“Alcohol consumption causes liver disease” and “alcohol and fatal cancers are directly linked” are the labels that will be featured on wine, beer and spirits on sale in Ireland. Dublin is the first capital in the world to impose information on the health risks associated with the consumption of certain beverages, despite the concerns raised by various trading partner countries and numerous European and national trade associations.
The rule was notified in June in Brussels, which – with the moratorium period which expired at the end of December 2022 – gave the green light to the national authorities to make the provision effective.
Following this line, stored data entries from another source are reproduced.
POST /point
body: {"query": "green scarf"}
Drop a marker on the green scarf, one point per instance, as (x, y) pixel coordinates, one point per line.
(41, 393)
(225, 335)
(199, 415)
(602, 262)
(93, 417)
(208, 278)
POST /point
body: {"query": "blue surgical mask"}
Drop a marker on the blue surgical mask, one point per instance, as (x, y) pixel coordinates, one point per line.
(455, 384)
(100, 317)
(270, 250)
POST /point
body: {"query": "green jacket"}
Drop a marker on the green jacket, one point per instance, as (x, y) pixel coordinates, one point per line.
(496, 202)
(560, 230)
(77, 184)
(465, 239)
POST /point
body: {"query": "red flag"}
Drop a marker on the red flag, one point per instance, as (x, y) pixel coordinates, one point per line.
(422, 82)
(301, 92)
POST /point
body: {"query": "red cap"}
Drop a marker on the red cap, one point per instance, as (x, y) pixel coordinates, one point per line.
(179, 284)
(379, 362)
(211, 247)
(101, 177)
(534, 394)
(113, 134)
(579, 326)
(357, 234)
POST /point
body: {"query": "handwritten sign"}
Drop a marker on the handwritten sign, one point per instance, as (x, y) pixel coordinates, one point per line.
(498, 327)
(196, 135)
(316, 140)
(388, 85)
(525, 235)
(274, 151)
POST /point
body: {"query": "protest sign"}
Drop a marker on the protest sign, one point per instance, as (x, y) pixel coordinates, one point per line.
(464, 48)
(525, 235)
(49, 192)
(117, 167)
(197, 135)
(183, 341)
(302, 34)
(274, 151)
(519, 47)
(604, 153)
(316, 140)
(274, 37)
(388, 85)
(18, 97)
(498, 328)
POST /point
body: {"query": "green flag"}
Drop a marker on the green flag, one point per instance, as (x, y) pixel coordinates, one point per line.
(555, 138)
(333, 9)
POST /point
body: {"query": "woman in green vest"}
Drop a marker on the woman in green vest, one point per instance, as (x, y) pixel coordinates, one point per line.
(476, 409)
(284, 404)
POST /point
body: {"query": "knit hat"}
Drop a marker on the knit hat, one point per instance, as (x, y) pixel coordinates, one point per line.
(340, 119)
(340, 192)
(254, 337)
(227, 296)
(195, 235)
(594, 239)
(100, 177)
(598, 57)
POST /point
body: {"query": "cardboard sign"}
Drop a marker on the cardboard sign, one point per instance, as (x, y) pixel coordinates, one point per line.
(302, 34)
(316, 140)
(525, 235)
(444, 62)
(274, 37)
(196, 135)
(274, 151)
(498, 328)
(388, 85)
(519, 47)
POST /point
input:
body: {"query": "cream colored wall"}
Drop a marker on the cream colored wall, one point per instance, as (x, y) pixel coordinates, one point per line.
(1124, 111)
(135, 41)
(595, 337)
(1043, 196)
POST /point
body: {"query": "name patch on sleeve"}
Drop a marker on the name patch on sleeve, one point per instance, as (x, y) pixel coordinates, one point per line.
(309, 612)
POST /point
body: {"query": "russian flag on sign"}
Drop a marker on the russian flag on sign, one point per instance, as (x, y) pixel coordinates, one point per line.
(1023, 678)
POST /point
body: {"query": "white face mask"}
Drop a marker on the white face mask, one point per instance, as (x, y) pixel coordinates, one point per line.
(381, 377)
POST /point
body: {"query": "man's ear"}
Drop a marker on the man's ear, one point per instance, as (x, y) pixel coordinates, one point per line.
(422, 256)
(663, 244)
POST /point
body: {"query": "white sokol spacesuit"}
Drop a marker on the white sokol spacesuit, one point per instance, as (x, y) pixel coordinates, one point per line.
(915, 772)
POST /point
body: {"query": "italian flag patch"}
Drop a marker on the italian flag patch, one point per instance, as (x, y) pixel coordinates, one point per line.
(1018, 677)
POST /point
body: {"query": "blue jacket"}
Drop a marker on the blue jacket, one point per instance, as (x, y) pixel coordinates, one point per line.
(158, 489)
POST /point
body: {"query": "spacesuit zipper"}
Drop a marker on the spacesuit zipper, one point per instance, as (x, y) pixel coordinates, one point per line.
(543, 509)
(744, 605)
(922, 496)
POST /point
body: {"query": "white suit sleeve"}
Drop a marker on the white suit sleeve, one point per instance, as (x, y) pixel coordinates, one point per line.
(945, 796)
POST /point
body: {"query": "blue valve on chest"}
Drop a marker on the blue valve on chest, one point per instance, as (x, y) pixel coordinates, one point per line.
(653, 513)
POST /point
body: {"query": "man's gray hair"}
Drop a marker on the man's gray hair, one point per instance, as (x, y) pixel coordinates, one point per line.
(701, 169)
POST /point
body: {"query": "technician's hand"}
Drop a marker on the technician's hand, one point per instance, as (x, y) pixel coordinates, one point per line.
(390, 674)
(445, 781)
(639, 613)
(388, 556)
The approval from the EU had aroused the opposite reaction – above all – from Italy, France and Spain, who fear it could be an obstacle to the internal market. The law will apply after a three-year transition period, thus fully entering into force from 22 May 2026. “I am delighted that we are the first country in the world to take this step and introduce comprehensive health labeling of alcohol products, I don’t see I can’t wait for other countries to follow suit,” said Irish Health Minister Stephen Donnelly. For Dublin, the labels will help reduce the heavy consumption of alcohol in the country, considered a real national health emergency.
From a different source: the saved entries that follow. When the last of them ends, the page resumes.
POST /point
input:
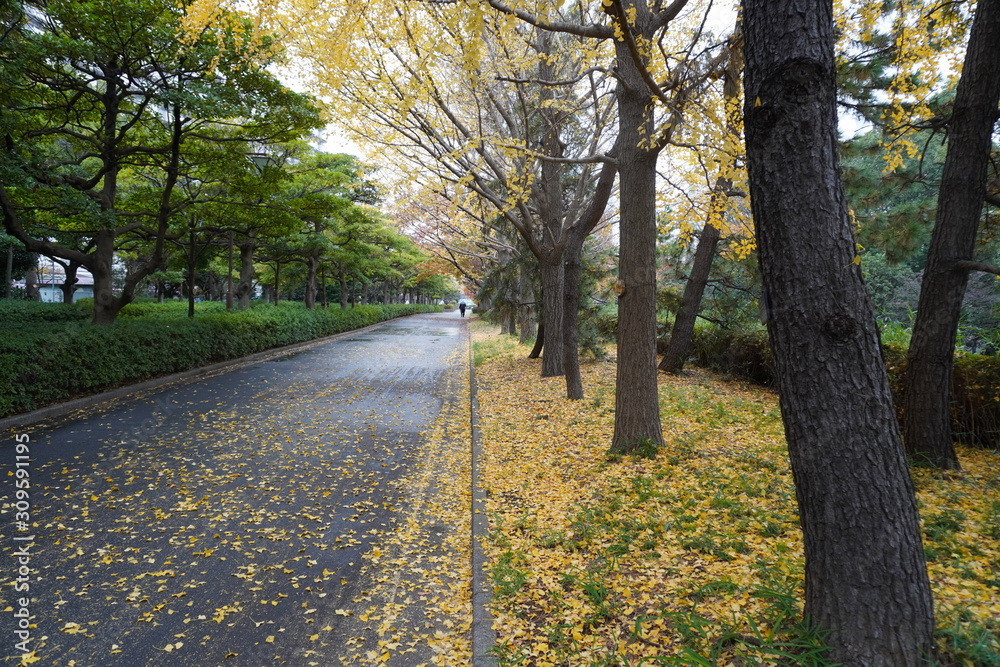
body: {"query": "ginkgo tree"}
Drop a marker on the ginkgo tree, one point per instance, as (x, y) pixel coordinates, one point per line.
(95, 92)
(489, 111)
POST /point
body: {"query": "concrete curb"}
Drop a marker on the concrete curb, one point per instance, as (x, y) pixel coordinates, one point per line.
(60, 409)
(484, 637)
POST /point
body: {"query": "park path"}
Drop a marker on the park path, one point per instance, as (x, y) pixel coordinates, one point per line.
(308, 509)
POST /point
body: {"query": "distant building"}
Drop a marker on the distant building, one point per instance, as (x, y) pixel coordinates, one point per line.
(51, 277)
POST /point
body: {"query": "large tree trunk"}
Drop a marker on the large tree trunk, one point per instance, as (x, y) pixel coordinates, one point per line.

But according to Coldiretti, the measure could jeopardize Italian wine exports, which reached 7.9 billion in 2022. Yesterday the Minister of Agriculture and Food Sovereignty Francesco Lollobrigida returned to the subject, stating that “the stigmatization of wine by Ireland creates a disturbance within the single market”. A position statement also came from the Italian Society of Environmental Medicine (Sima): “The attack on Italian wine we are witnessing has nothing scientific about it, and this is confirmed by the official numbers of research institutes”.